Zwei Tagesmütter, zwei verschiedene Ansätze: Für Eva Schoenmakers-Houben ist das in Ordnung. In der Gestaltung ihrer Arbeit sind die Tagesmütter frei. Jede hat einen anderen Schwerpunkt. „Ich entscheide auch selbst, welches Kind ich nehme“, sagt Heinrichs. Ihr ist das wichtig. „Ich kann nur Kinder nehmen, die ich mag.“ Auch mit den Eltern muss die Chemie stimmen, damit sich das Kind wohl fühlt. Die Aufgabe der Tagesmutter ist anspruchsvoll, wenn es auf den ersten Blick auch spielerisch aussieht. Jedes Kind ist anders, auf jedes Kind muss entsprechend anders eingegangen werden. Wie für die Erzieherinnen in Kitas sind auch für die Tagesmütter die Bildung und Förderung der Kinder die beiden Leitstränge, an denen sich alles ausrichtet. Die Förderung der Sprachentwicklung und Motorik sowie das Lernen von Sozialverhalten muss auch bei der Tagesmutter gegeben sein.

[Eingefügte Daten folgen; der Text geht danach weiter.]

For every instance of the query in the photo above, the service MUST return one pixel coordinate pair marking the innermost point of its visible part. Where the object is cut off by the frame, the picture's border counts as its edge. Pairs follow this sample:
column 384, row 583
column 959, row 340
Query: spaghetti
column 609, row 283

Zusammen mit den Eltern müssen Ziele entwickelt und besprochen werden. Das kann auch unangenehme Themen betreffen. Um sie bei ihrer Aufgabe möglichst gut zu unterstützen, hält Eva
Schoenmakers-Houben engen Kontakt zu den 22 Tagesmüttern, die sie betreut. Sechs Mal im Jahr lädt sie alle zu einem Netzwerktreffen ein, so dass sich die Frauen gegenseitig kennenlernen. Auch untereinander halten viele Kontakt. Wenn eine krank wird, können so schnell Vertretungen organisiert werden, und in schwierigen Situationen können sie sich gegenseitig helfen.
*Name geändert
Kindertagespflege ist eine familiennahe Betreuungsform von Kindern im Alter vom 4. Lebensmonat bis zur Vollendung des 14. Lebensjahres. Im Kinder- und Jugendhilfegesetz wird die Kindertagespflege der Betreuung von Kindern in Tageseinrichtungen gleichgestellt. Sie umfasst neben der Betreuung und Pflege die Erziehung, Bildung und Förderung der Kinder.
Voraussetzung ist neben einem abgeschlossenen Hauptschulabschluss und sehr guten Deutsch-Kenntnissen ein Qualifikationskurs. Die Qualifizierung ist gegliedert in einen Basiskurs mit 48 Unterrichtsstunden und Aufbaumodulne, die jeweils acht bis 13 Unterrichtsstunden umfassen. Die gesamte Qualifikation beinhaltet insgesamt 150 Unterrichtsstunden plus den Besuch eines Erste-Hilfe-Kurses, der Vorlage eines schriftlichen Konzepts sowie der Absolvierung eines Abschlusskolloquiums. Sowohl Frauen als auch Männer können die Ausbildung machen.
Kosten Die Kosten übernimmt in der Regel die Teilnehmerin. Unter bestimmten Voraussetzungen ist eine Übernahme eines Teils der Kosten durch das Jugendamt möglich.
Kurse bietet das Katholische Forum für Erwachsenen- und Familienbildung an. Ein neuer Basiskurs findet vom 13. September bis 23. November im Haus des Forums, Karl-Arnold-Straße 95, 52511 Geilenkirchen-Gillrath, statt.